Torque coordinated control of the through-the-road (TTR) 4-wheel-drive (4WD) hybrid vehicle under extreme road conditions

Vehicular safety is of considerable significance to the intelligent development of hybrid vehicles. However, the real-time stability control or reasonable torque distribution under the extreme road conditions remain a huge challenge due to the multiple uncertain parameters and difficulties to reconcile the handling and stability performance. To address the above problems for a through-the-road (TTR) 4-wheel-drive (4WD) hybrid vehicle, this study provides a handling and stability management (HSM) approach by incorporating the offline optimization rules and on-line model predictive control (MPC).
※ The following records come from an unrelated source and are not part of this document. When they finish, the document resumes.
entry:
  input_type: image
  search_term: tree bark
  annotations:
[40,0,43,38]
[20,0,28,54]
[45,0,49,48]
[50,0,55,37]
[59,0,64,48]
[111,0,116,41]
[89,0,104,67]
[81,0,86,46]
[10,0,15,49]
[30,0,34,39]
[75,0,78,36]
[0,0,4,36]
Firstly, the vehicle dynamic model with seven degrees of freedom (7-DOF) is used to offline extract torque distribution rules (Offline-ETDR), and the online MPC feedback (Online-MPCF) is utilized to compensate the extra torque requirements for the poor effect under the extreme conditions. Accordingly, the offline optimization results and online correction are fused to provide the total torque demand given the real-time road condition detection. Finally, the real vehicle test are implemented to validate the effectiveness of the proposed torque coordination strategy. In comparison to the vehicle with no torque control strategy, the proposed method significantly improves the vehicle's cornering ability while also ensuring the high stability performance.